I know it like the back of my hand now, but I'll never forget being outside with Stroma that time, looking in. It was as good as another world to both of us.

When Harper came back, we were still standing there with our noses pressed against the glass. I was scared to get in because I thought I might not want to get out again. That was what Stroma did, climb in and jump out again, climb in and jump out. She picked dandelions and buttercups in the square, and Harper put them in an egg cup on the table. The whole place stank of fish and chips.

“You moved,” I said.

“For a couple of days,” he said. “Someone will be on the phone to complain by tomorrow.”

He said the people around there were used to being so rich and powerful that they thought they could get anything done. He said he met this guy who worked on the council. They got a letter from the local residents complaining about the seagulls flying inland and making too much noise and crapping on their property.
The council wrote back telling them to pool money together and buy a falcon.

I said, “You know what? They probably did.”

I asked him why he was in London when he could be anywhere. He said he wasn't sure how far the ambulance would go, he hadn't tried it out yet. “And anyway, I'm a tourist, remember?” he said. “I love London. Just because I could leave doesn't mean I want to. I only just got here.”

I asked him what was so great about it. I only knew my square mile. I only knew our schools, the park, the shops, our house, and the roads between, all dog shit and litter and bookies.

“There's so many people from somewhere else, so many languages spoken here every day. It's exciting, isn't it? It's like traveling without going anywhere, the places you can get to in this city.”

Harper said it wasn't like New York City, which was drawn up into blocks and separate areas and a pretty tight operation. London was more like one big mass of everything different at once, all swirling together, all chaos.

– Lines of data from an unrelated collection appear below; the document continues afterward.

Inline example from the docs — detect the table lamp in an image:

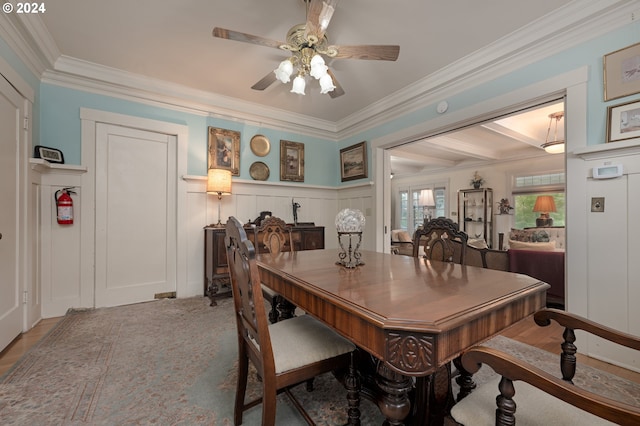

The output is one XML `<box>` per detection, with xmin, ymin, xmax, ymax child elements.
<box><xmin>533</xmin><ymin>195</ymin><xmax>556</xmax><ymax>226</ymax></box>
<box><xmin>207</xmin><ymin>169</ymin><xmax>231</xmax><ymax>228</ymax></box>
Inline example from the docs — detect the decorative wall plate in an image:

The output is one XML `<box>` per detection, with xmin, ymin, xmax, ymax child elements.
<box><xmin>249</xmin><ymin>135</ymin><xmax>271</xmax><ymax>157</ymax></box>
<box><xmin>249</xmin><ymin>161</ymin><xmax>269</xmax><ymax>180</ymax></box>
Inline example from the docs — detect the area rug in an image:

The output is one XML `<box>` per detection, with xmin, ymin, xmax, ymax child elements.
<box><xmin>0</xmin><ymin>297</ymin><xmax>640</xmax><ymax>425</ymax></box>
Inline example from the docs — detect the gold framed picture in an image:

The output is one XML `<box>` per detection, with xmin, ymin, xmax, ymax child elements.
<box><xmin>603</xmin><ymin>43</ymin><xmax>640</xmax><ymax>101</ymax></box>
<box><xmin>280</xmin><ymin>140</ymin><xmax>304</xmax><ymax>182</ymax></box>
<box><xmin>607</xmin><ymin>101</ymin><xmax>640</xmax><ymax>142</ymax></box>
<box><xmin>207</xmin><ymin>126</ymin><xmax>240</xmax><ymax>176</ymax></box>
<box><xmin>340</xmin><ymin>141</ymin><xmax>368</xmax><ymax>182</ymax></box>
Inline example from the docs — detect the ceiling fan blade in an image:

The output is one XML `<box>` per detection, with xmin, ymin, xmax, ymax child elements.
<box><xmin>213</xmin><ymin>27</ymin><xmax>286</xmax><ymax>49</ymax></box>
<box><xmin>329</xmin><ymin>44</ymin><xmax>400</xmax><ymax>61</ymax></box>
<box><xmin>327</xmin><ymin>70</ymin><xmax>344</xmax><ymax>99</ymax></box>
<box><xmin>304</xmin><ymin>0</ymin><xmax>338</xmax><ymax>43</ymax></box>
<box><xmin>251</xmin><ymin>71</ymin><xmax>276</xmax><ymax>90</ymax></box>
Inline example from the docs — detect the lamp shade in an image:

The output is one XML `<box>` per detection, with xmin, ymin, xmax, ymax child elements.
<box><xmin>207</xmin><ymin>169</ymin><xmax>231</xmax><ymax>195</ymax></box>
<box><xmin>418</xmin><ymin>189</ymin><xmax>436</xmax><ymax>207</ymax></box>
<box><xmin>533</xmin><ymin>195</ymin><xmax>556</xmax><ymax>213</ymax></box>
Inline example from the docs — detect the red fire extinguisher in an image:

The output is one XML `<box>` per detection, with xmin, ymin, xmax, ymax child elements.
<box><xmin>53</xmin><ymin>187</ymin><xmax>75</xmax><ymax>225</ymax></box>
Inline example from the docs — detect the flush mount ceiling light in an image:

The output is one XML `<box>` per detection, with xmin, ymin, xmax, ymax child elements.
<box><xmin>541</xmin><ymin>111</ymin><xmax>564</xmax><ymax>154</ymax></box>
<box><xmin>213</xmin><ymin>0</ymin><xmax>400</xmax><ymax>98</ymax></box>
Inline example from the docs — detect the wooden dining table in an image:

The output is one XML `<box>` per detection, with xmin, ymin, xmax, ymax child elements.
<box><xmin>257</xmin><ymin>249</ymin><xmax>549</xmax><ymax>425</ymax></box>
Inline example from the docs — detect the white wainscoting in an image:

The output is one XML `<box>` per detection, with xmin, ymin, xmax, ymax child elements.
<box><xmin>568</xmin><ymin>142</ymin><xmax>640</xmax><ymax>371</ymax></box>
<box><xmin>32</xmin><ymin>164</ymin><xmax>375</xmax><ymax>318</ymax></box>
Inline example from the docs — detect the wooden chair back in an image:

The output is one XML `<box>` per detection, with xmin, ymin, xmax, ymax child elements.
<box><xmin>257</xmin><ymin>216</ymin><xmax>294</xmax><ymax>254</ymax></box>
<box><xmin>413</xmin><ymin>217</ymin><xmax>469</xmax><ymax>265</ymax></box>
<box><xmin>451</xmin><ymin>308</ymin><xmax>640</xmax><ymax>425</ymax></box>
<box><xmin>225</xmin><ymin>217</ymin><xmax>275</xmax><ymax>381</ymax></box>
<box><xmin>465</xmin><ymin>246</ymin><xmax>509</xmax><ymax>272</ymax></box>
<box><xmin>225</xmin><ymin>217</ymin><xmax>360</xmax><ymax>426</ymax></box>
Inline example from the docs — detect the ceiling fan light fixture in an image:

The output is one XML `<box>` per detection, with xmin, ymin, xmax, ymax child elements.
<box><xmin>273</xmin><ymin>59</ymin><xmax>293</xmax><ymax>83</ymax></box>
<box><xmin>309</xmin><ymin>53</ymin><xmax>329</xmax><ymax>80</ymax></box>
<box><xmin>291</xmin><ymin>75</ymin><xmax>306</xmax><ymax>95</ymax></box>
<box><xmin>320</xmin><ymin>71</ymin><xmax>336</xmax><ymax>95</ymax></box>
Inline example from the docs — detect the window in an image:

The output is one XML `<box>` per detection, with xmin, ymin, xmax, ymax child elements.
<box><xmin>513</xmin><ymin>172</ymin><xmax>565</xmax><ymax>229</ymax></box>
<box><xmin>398</xmin><ymin>187</ymin><xmax>446</xmax><ymax>234</ymax></box>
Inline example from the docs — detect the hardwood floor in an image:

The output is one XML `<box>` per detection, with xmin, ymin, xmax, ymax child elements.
<box><xmin>0</xmin><ymin>312</ymin><xmax>640</xmax><ymax>383</ymax></box>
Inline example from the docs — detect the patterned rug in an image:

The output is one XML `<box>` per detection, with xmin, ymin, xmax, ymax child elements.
<box><xmin>0</xmin><ymin>297</ymin><xmax>640</xmax><ymax>425</ymax></box>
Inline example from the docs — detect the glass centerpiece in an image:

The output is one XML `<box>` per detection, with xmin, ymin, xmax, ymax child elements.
<box><xmin>336</xmin><ymin>209</ymin><xmax>365</xmax><ymax>268</ymax></box>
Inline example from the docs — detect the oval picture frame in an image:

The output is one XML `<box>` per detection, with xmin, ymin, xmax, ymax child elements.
<box><xmin>249</xmin><ymin>135</ymin><xmax>271</xmax><ymax>157</ymax></box>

I was embarrassed by how uncurious and dull I was. It was ridiculous to live here and not even see it. I felt stupid for even asking.

Stroma was breathing on the back windows and drawing shapes. Harper asked me if we wanted to go
into town with him, see a few things. We could do it tomorrow, all day if we wanted, if we had nothing better to do on the weekend. Stroma squeaked and I looked over at her, and she'd written “yEs” in one of her clouds.

 

We half snuck out the next morning, early. It was pretty stupid, if you think about it, asking permission to leave from someone who hardly noticed you were there. I left a note instead and we went outside as soon as we heard the engine. Harper was pulled up on the other side of the road, the curtains in the back of the van still closed, his smile the only visible thing in the gray light. He'd brought breakfast from the café where they sell apple crumble with the peel in. Stroma was going on like she always did about it tasting like fingernails. I sounded like a grown-up, going “Don't be rude about a present,” or something, just like Dad would. I couldn't believe this stuff was coming out of my mouth.

Harper had a book called
The Fields Beneath
about how much London had spread out and filled up and changed since the days when it was a few fields and a signpost or whatever. It was on the passenger seat when I got in. He said you could see pieces of the past here wherever you looked, a past long enough to blow most New Yorkers away.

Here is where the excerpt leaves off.